Chapter 10:
An Adventurer’s Twisted Fate: The Lost Heir
The moment we stepped into the great hall, I felt it.
Not pressure. Not dread.
Something subtler — like the air was too still. Too measured.
A man stood at the far end beneath the arching windows, hands folded neatly behind his back. His coat was jet black, traced with golden embroidery that shimmered faintly in the morning light. His blondish-yellow hair caught every glint, though it was his eyes that held me — brown, warm, but calculating. Like he was always three steps ahead in a conversation he hadn’t started yet.
He turned toward us and offered a short, elegant bow.
“Arthur. Rias.” His voice was refined, calm, and smooth. “I’m glad to finally meet you both. I am Count Leto Halia of House Halia.”
I didn’t reply at first. I felt Rias shift beside me, one hand gently gripping my sleeve. She could sense it too — something about this man didn’t belong to the world we were used to.
Leto continued, unbothered. “I received Duke Durak’s message just in time. I was already en route to Wolfhiem when his messenger found me.”
He studied me with interest. “You have your father’s eyes. Orpheus was… memorable.”
“Did you know him?” I asked.
“Well enough,” he said, cryptic. “But today is not about the past.

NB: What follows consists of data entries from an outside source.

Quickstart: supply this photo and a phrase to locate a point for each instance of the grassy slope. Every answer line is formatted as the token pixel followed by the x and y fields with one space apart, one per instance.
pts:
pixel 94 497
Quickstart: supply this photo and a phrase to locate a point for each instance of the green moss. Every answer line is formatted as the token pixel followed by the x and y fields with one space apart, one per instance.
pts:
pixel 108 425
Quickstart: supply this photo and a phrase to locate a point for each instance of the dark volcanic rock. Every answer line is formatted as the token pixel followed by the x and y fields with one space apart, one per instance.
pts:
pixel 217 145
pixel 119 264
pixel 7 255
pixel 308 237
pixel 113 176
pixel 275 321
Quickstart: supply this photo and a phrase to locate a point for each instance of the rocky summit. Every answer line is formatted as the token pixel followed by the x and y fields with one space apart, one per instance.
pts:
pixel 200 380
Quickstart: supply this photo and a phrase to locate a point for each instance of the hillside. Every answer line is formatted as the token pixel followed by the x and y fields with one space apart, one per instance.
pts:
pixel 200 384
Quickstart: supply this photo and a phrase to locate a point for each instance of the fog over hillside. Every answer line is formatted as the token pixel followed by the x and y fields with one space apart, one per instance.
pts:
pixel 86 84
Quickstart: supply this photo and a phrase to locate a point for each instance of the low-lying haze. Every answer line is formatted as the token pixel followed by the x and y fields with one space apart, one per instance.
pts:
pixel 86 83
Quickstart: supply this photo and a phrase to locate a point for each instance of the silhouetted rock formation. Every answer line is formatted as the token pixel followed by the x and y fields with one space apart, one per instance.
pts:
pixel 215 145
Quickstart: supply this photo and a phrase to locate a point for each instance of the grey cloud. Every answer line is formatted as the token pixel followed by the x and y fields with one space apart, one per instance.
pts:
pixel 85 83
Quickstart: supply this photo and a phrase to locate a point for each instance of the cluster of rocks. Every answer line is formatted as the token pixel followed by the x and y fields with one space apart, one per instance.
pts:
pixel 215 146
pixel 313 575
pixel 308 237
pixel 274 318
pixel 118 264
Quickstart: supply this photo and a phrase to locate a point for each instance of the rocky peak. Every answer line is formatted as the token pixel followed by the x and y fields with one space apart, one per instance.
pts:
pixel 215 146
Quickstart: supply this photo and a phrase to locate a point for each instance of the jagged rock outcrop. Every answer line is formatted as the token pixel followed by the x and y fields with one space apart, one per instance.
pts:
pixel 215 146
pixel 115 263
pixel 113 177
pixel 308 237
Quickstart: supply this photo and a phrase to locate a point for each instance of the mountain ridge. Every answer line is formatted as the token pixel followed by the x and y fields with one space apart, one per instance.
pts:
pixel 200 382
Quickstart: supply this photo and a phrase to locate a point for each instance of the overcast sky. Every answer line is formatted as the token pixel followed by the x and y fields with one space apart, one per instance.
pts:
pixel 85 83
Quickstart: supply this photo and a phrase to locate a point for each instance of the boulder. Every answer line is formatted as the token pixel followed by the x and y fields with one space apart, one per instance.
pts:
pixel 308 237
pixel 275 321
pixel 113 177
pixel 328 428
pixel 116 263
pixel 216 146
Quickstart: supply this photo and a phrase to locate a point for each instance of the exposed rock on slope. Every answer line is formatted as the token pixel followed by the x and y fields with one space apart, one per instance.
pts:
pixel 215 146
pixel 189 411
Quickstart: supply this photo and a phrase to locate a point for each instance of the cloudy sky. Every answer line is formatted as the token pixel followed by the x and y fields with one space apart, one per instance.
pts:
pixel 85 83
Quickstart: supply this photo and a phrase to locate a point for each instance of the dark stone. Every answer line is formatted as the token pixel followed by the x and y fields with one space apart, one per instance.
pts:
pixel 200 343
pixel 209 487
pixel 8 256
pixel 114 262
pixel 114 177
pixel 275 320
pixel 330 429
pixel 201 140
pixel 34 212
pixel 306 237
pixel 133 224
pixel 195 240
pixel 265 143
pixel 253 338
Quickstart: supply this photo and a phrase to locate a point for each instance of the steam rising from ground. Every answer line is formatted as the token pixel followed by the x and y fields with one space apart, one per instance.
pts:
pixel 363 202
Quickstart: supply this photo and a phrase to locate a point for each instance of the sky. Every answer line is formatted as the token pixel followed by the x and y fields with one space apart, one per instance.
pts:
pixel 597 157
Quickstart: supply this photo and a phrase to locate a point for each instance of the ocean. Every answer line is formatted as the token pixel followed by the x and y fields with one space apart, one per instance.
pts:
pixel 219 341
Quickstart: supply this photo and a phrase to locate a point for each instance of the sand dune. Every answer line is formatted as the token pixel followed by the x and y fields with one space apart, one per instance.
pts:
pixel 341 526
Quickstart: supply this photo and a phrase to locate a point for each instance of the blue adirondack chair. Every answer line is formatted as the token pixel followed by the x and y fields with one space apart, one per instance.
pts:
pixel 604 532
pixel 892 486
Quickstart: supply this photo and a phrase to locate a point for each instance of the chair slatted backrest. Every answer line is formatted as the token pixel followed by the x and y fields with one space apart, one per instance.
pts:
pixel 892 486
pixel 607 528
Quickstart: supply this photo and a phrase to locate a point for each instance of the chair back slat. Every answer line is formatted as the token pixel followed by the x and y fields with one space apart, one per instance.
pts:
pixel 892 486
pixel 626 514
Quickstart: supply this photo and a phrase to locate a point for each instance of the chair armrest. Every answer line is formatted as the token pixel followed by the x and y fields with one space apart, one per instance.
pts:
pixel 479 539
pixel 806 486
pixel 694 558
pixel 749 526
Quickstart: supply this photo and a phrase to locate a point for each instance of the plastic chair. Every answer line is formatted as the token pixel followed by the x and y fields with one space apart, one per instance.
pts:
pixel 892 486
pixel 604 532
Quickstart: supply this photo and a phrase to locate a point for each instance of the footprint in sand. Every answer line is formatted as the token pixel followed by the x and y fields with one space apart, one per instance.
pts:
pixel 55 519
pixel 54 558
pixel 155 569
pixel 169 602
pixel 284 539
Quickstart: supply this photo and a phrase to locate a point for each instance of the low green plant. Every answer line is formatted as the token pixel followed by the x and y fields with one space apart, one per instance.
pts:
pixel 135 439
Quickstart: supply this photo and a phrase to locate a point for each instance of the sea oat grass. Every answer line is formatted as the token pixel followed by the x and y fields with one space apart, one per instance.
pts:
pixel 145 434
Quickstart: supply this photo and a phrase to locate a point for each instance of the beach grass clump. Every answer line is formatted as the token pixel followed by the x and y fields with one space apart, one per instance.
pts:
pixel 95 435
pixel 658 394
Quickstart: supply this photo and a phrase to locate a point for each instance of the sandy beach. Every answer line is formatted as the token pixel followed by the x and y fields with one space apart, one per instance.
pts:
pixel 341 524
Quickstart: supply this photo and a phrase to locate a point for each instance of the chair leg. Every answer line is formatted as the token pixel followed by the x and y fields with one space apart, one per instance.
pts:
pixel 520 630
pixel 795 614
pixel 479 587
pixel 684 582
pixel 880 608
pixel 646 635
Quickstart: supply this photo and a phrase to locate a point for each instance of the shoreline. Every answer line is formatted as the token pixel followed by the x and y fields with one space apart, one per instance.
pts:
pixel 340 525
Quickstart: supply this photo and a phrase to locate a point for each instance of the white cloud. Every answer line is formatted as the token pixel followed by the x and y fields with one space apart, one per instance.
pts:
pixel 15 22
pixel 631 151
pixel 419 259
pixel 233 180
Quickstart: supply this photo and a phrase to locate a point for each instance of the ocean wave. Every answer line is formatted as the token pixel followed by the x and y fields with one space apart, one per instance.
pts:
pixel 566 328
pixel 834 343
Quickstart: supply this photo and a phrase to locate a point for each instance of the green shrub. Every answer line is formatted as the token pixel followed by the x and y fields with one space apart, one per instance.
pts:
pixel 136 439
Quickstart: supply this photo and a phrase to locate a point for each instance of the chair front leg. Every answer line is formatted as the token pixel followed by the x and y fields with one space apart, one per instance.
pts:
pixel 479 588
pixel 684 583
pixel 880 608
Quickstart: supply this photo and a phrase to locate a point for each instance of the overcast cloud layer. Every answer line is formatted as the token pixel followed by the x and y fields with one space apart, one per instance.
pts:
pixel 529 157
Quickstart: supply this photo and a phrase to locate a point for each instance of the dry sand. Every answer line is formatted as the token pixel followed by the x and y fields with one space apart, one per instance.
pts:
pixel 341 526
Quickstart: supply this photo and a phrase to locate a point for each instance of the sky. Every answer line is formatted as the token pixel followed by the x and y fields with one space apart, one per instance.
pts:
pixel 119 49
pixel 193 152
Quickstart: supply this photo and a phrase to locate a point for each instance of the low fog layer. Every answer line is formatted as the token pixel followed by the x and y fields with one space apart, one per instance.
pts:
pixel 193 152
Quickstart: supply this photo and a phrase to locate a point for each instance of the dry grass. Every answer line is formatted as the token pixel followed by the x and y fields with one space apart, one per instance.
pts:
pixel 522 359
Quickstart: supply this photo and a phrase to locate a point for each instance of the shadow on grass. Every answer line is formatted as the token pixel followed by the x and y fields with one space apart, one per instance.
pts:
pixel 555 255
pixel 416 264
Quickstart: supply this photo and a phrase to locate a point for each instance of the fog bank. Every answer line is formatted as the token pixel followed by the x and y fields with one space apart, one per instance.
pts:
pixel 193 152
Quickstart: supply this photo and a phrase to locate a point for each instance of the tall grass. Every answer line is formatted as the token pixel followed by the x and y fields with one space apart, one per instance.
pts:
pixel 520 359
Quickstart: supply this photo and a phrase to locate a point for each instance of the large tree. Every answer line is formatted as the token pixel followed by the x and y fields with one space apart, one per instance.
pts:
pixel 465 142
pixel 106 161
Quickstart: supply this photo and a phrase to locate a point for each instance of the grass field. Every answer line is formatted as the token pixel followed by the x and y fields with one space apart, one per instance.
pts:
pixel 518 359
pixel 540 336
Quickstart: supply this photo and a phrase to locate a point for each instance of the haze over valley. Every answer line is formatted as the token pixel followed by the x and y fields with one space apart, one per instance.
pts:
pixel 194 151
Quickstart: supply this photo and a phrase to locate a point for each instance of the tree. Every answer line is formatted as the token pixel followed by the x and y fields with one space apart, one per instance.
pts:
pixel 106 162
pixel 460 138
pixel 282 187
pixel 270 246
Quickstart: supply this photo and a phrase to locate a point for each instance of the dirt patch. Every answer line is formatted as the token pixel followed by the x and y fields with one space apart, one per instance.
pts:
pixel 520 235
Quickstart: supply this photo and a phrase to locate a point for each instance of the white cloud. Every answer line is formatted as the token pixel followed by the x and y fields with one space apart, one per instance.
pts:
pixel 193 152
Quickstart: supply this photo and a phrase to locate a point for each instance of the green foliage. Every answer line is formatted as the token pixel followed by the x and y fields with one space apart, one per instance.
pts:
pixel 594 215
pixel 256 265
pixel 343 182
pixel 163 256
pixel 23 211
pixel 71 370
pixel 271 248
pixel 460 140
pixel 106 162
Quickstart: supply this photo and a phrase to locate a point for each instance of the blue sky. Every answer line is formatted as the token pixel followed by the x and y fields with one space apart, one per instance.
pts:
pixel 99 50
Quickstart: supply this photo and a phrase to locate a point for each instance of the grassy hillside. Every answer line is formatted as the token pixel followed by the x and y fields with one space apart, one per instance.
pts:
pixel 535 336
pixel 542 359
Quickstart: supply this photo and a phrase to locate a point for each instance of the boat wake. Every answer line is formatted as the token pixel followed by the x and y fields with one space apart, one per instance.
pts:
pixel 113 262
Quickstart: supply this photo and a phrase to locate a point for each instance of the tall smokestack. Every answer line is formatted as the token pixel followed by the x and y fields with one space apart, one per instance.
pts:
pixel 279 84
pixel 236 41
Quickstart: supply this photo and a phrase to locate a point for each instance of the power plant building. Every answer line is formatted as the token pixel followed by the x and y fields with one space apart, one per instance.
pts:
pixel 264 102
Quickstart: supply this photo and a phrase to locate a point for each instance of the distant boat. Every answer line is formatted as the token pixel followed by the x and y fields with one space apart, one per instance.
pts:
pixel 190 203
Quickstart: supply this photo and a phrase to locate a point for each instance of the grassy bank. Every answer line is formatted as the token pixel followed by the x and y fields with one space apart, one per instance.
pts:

It’s about preparing for your future.”
He stepped toward us, slow and composed, his hands still behind his back.
“The Dival Magic Academy entrance exam is one month from now. You and your sister lack the formal training most noble children have received since birth. Combat skills can be taught. Mana, practiced. But etiquette, history, general knowledge—”
He tapped his temple. “—that’s much harder to instill in time.”
“Are you going to teach us then?” I asked cautiously.
Rias tilted her head. “In a month?”
Leto nodded. “Precisely. I offer you what few in the world can: direct memory implantation. Also known as memory magic. You will know what you need to know. You’ll pass the exam, blend in among nobles, speak as they do, carry yourselves as if you were born to it.”
“But what’s the catch?” I asked, folding my arms.
He smiled faintly, as if expecting the question. “Pain. Extreme pain. Think of it like carving a book into your brain — every lesson etched into your mind with magical precision. It is not pleasant. And it cannot be rushed.”
“How long?” I asked.
“A week. Any faster, and the mind may fracture. One session per day. Each session more painful than the last — as your mind strains to hold what wasn’t earned.”
He made it sound so precise. So clinical.
But something in his gaze said he’d seen what happens when things go wrong.
“Why not all at once?” I asked, narrowing my eyes. “If it’s just memories, why not load them in and be done with it? What’s the real risk?”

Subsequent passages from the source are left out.